L'Organisation mondiale de la santé (OMS) ne voit 'pas de risque' dans la décision de réouverture des frontières terrestres en juin entre la Suisse et trois pays. Le rétablissement des liaisons aériennes prendra en revanche plus longtemps, selon elle.

'Vous ne prenez pas de risques additionnels en faisant bouger vos citoyens d'un pays à l'autre', a affirmé mercredi à la presse le chef du programme d'urgence au sein de l'organisation, Michael Ryan. Il a relevé que les allègements sont prévus pour le moment entre pays d'un même environnement économique dans plusieurs régions.

Les Etats évaluent si les risques sont similaires entre eux et s'ils ont apporté une réponse aussi importante que celle de ceux avec lesquels ils rouvrent leurs frontières terrestres, dit-il. En revanche, la question des liaisons aériennes est liée à des zones souvent plus lointaines et dépend aussi des efforts menés par la branche.
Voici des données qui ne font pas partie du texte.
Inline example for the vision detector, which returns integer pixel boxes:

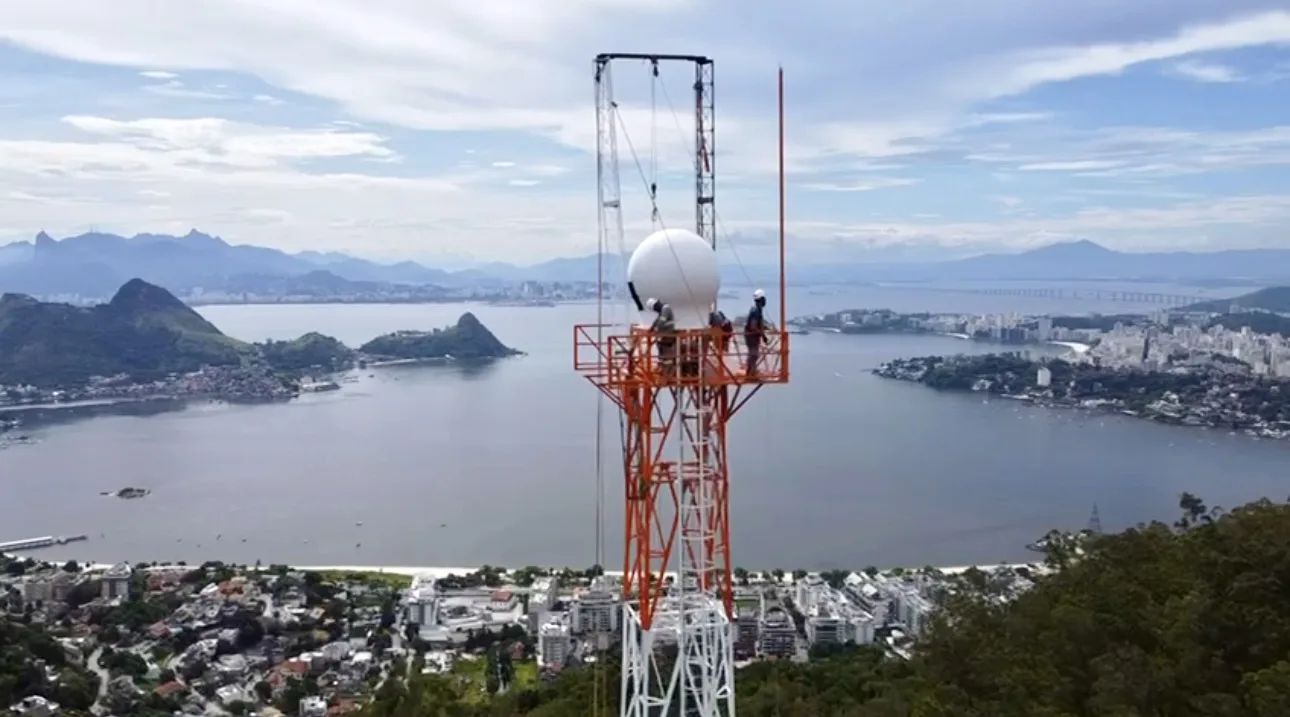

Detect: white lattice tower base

[622,594,734,717]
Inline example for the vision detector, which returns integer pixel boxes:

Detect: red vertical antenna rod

[779,67,788,331]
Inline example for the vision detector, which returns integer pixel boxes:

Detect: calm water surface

[0,283,1290,567]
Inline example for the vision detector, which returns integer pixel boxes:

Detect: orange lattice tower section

[574,55,788,717]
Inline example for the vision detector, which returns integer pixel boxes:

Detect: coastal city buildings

[103,562,134,600]
[0,556,1028,716]
[538,614,573,669]
[795,311,1290,378]
[571,575,623,634]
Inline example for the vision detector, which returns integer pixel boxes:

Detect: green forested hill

[0,279,252,387]
[1178,286,1290,313]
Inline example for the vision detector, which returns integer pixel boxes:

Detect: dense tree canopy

[356,495,1290,717]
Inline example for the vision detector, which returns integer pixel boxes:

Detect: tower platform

[573,324,788,397]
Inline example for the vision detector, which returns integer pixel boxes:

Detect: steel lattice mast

[574,54,788,717]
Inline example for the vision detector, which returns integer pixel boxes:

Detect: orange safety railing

[573,324,788,387]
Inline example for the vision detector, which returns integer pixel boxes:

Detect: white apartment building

[102,562,134,600]
[529,578,556,614]
[538,614,573,669]
[799,576,876,645]
[757,604,797,656]
[573,578,623,634]
[301,696,326,717]
[404,575,442,629]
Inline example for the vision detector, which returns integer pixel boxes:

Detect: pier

[0,535,89,553]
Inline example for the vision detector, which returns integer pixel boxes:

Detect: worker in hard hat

[645,299,676,374]
[743,289,766,377]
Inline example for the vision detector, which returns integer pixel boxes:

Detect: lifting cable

[614,90,697,321]
[659,71,758,300]
[649,59,663,231]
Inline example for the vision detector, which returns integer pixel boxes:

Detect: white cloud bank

[0,0,1290,259]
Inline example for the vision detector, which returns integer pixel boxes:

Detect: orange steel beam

[574,325,788,629]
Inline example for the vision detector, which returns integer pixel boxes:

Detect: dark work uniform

[708,308,734,355]
[743,302,766,375]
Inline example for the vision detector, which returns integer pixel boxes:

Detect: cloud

[802,177,918,192]
[143,80,235,99]
[1171,59,1245,83]
[0,0,1290,259]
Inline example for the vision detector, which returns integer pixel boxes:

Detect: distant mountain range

[0,230,1290,297]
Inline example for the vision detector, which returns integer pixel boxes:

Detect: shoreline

[55,553,1044,579]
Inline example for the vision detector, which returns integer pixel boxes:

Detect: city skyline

[0,0,1290,263]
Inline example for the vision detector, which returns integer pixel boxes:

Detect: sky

[0,0,1290,266]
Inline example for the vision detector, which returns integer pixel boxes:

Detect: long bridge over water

[873,284,1220,307]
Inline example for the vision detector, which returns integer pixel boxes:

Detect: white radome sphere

[627,230,721,329]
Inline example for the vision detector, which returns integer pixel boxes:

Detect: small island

[0,279,520,415]
[359,312,520,362]
[99,486,152,500]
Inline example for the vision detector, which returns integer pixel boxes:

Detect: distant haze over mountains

[0,230,1290,297]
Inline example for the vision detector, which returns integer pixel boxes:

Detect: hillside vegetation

[1179,286,1290,313]
[364,495,1290,717]
[0,279,519,388]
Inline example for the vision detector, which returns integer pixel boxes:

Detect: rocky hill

[359,312,520,361]
[0,279,254,387]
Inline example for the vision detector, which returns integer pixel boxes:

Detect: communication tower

[574,54,788,717]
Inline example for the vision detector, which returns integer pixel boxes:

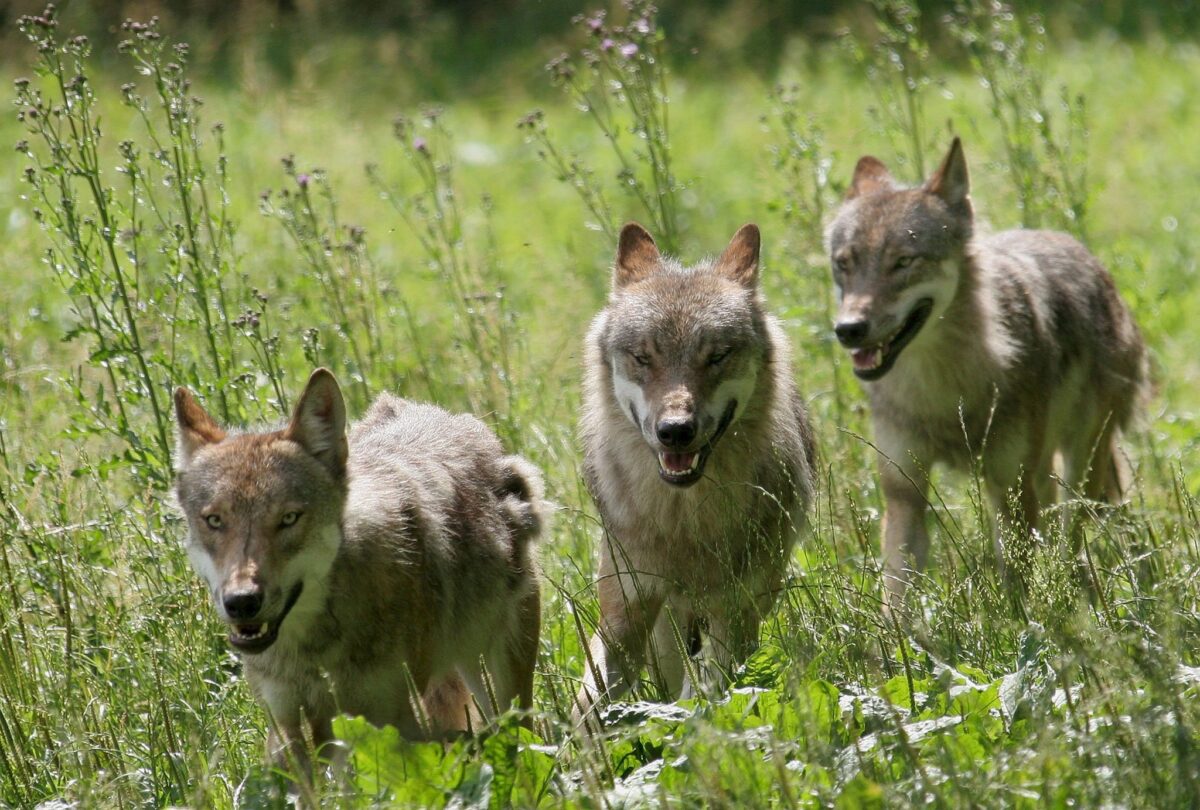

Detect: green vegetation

[0,1,1200,808]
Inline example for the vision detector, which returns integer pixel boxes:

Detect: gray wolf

[827,138,1147,607]
[576,223,814,719]
[175,368,542,763]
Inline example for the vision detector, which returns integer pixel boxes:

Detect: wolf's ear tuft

[283,368,349,480]
[175,386,226,466]
[846,155,895,199]
[716,222,762,289]
[612,222,661,289]
[925,137,971,212]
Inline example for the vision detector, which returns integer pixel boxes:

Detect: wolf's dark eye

[708,349,733,367]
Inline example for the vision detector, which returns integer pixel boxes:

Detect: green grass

[0,6,1200,808]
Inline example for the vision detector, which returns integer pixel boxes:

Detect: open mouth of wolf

[850,298,934,380]
[229,581,304,654]
[659,400,738,487]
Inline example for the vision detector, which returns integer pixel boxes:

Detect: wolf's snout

[221,588,263,622]
[833,319,871,347]
[654,416,696,448]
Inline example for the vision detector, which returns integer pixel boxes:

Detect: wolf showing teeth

[576,223,814,719]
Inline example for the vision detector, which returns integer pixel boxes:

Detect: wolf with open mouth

[827,138,1148,610]
[175,368,545,778]
[577,223,814,716]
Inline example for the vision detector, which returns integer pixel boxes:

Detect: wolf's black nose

[654,418,696,448]
[221,589,263,620]
[833,320,871,346]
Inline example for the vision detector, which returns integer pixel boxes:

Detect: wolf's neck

[930,248,1014,374]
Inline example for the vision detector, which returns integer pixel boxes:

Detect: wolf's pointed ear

[283,368,349,480]
[175,388,226,466]
[612,222,661,289]
[925,137,971,210]
[716,222,762,289]
[846,155,896,199]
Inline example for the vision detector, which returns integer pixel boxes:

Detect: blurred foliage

[0,0,1200,91]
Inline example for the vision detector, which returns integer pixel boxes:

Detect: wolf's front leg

[880,458,929,616]
[571,564,662,722]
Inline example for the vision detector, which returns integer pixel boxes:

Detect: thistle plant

[16,6,258,486]
[518,0,680,253]
[259,155,384,406]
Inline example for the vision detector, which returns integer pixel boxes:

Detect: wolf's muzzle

[659,400,738,487]
[227,580,304,654]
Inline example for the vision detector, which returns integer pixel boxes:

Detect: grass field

[0,4,1200,808]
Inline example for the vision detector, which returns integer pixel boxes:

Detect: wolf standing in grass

[828,138,1147,607]
[576,223,814,714]
[175,368,542,763]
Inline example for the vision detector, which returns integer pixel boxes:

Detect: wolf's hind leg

[649,602,700,701]
[572,575,662,722]
[421,672,481,739]
[880,460,929,614]
[476,588,541,728]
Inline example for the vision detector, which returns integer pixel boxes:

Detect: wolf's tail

[496,456,547,557]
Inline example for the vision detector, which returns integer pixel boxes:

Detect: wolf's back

[352,395,545,557]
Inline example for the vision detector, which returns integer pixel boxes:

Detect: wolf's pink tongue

[850,349,883,368]
[662,452,696,473]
Autre composante, l'OMS ne sait pas combien de vagues de confinements une économie peut se permettre. Il ne faut pas que les pays qui allègent leurs dispositifs attendent que les hôpitaux 'soient à nouveau surchargés' avant de réagir, affirme M. Ryan.

L'Arabie saoudite a notamment annoncé qu'elle durcirait à nouveau les restrictions après les avoir diminuées. Le système de santé peut s'adapter à plusieurs vagues de confinements, scénario redouté, mais 'je ne suis pas sûr combien de fois le système économique peut le faire', affirme M. Ryan. Il a répété que la surveillance de santé dans les communautés est cruciale pour éviter une nouvelle vague importante lorsque les gouvernements allègent les confinements.

'Si vous rouvrez en présence d'une propagation élevée du virus, cette propagation va s'accélérer' et il faudra alors 'des semaines' avant de pouvoir réagir, ajoute-t-il. Le nombre de lits Covid ne peut constituer un facteur d'évaluation de la situation, selon M. Ryan. Il salue aussi les actions rapides prises par certains pays depuis quelques jours dans la surveillance et le traçage des contacts.